No entanto, G.I. Joe da Marvel era escrita por Larry Hama, um artista e um ator que, na década de 1970, espreitava à margem da cena underground de quadrinhos. Hama foi e é um artista marcial, e veterano do Vietnã, e, lendo suas histórias em G.I. Joe, é claro que ele assumiu o conceito paramilitar tão a sério quanto seus leitores adolescentes. Ele também foi ativo na comunidade asiática de Nova York, e ele tinha um cuidado especial em histórias envolvendo personagens asiáticos. Ele não assistia ao desenho do G.I. Joe, o que provavelmente ajudou.Por suas contribuições, Hama foi imortalizado como um Action Figure do G.I.Joe: Tunnel Rat, um especialista em explosivos, trabalho de Hama, no Vietnã. “Silent Interlude” não é uma história complexa. Scarlett, uma das figuras femininas no GI Joe, é capturada pelo Ninja Storm Shadow dos Cobra. Enquanto ela tenta sair de sua masmorra, Snake-Eyes desce de pára-quedas na sede da Cobra, luta contra ninjas maléficos, e encontra-se com Scarlett no hora de salvarem uns aos outros de Storm Shadow e voarem juntos em um Jetpack. Conheço pessoas que boicotaram o filme do G.I. Joe porque colocaram Scarlett em um romance amoroso com Duke, em vez de Snake-Eyes.

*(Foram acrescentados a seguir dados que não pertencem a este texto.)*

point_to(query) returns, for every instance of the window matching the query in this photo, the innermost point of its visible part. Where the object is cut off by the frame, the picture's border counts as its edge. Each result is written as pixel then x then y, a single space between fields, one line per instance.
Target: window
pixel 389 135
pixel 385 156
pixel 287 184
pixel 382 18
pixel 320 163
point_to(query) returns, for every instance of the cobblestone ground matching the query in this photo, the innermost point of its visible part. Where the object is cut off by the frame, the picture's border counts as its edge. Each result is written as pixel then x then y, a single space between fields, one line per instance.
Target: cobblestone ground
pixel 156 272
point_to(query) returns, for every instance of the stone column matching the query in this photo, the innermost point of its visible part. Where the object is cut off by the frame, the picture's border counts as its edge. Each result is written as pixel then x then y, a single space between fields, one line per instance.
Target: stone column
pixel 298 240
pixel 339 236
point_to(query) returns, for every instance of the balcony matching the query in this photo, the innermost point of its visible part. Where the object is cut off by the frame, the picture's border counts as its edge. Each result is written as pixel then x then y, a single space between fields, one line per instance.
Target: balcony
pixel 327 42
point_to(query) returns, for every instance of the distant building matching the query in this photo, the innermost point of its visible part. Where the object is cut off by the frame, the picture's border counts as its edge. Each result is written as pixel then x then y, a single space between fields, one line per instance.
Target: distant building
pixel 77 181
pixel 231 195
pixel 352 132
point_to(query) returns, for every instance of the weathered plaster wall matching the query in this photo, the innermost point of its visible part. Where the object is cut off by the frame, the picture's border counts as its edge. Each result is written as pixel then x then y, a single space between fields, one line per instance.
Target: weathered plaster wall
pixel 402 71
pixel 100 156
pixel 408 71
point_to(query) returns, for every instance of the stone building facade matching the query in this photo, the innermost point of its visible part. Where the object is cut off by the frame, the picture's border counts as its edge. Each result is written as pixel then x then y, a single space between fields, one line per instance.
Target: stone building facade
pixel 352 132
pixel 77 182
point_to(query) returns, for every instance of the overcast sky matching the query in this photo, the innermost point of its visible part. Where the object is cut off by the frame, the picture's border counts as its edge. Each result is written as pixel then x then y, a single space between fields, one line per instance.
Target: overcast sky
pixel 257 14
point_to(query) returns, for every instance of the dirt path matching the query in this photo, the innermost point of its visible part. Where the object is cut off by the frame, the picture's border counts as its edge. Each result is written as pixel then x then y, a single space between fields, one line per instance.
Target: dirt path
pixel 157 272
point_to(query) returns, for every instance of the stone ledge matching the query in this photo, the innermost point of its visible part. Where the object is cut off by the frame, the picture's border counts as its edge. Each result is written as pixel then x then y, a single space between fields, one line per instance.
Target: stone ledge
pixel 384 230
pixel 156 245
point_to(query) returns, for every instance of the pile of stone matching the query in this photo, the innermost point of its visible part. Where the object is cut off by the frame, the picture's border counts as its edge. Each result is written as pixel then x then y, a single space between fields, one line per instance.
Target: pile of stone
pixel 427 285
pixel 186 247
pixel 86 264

Depois de toda essa conversa furada nerd, vem o que realmente interessa nessa história: A única coisa notável sobre o assunto, é claro, o seu o silêncio. Histórias em quadrinhos na década de 1980 eram prolixos. “Silent Interlude” corta o palavreado, em um seqüência de ação de 22 páginas. A arte anatomicamente cuidadosa de Hama (ele desenhou várias edições de GI Joe), não é bonita, mas tem uma clareza que se aproxima perfeitamente da pantomima. “Silent Interlude” demonstra como contar uma história visualmente. Ouvir cartunistas que eram crianças nos anos 80 falando sobre isso, eu me lembro de artistas mais velhos que se lembram do manga Tezuka’s Treasure Island, primeiro romance do mestre, com a sua seqüência de abertura sem palavras, cinematográfica.

Ao que parece, não dá pra ignorar os diversos gêneros de quadrinhos, pois até mesmo em uma revista que foi feita pra lucrar em cima de brinquedos, pode se encontrar coisas inspiradoras, pois décadas depois de Silent Interlude, ainda vemos esse recurso sendo usado em algumas histórias, como por exemplo, aquela do Homem-Aranha que a Marvel publicou na época dos ataques do 11 de Setembro.

Influências estão em todo lugar, basta saber enxergá-las. Até a próxima!!